The trial by Cury and colleagues ¹⁰ is a landmark study, being the longest placebo-controlled trial of a cannabinoid extract in AD and one of the first to test a cognitive primary endpoint. It provides a teasing piece of evidence that modulation of the endocannabinoid system may hold promise for AD. However, it is a first step, not a final destination.

For the practicing clinician, the message is one of watchful waiting and responsible counseling. This study provides a resource for educating patients and caregivers about the potential of cannabinoids, while also highlighting the uncertainties regarding real-world efficacy and safety profile.
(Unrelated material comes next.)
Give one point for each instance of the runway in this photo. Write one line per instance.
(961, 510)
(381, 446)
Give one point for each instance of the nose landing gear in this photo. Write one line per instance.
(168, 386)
It is our responsibility to channel the hope generated by this study away from the premature use of unregulated products and toward advocating for the kind of research that can provide assuring answers. The responsibility is now shared with the scientific and pharmaceutical communities to build upon this preliminary signal with the large-scale trials needed to determine if this promising hypothesis can be translated into a safe, effective, and prescribable medicine for our patients.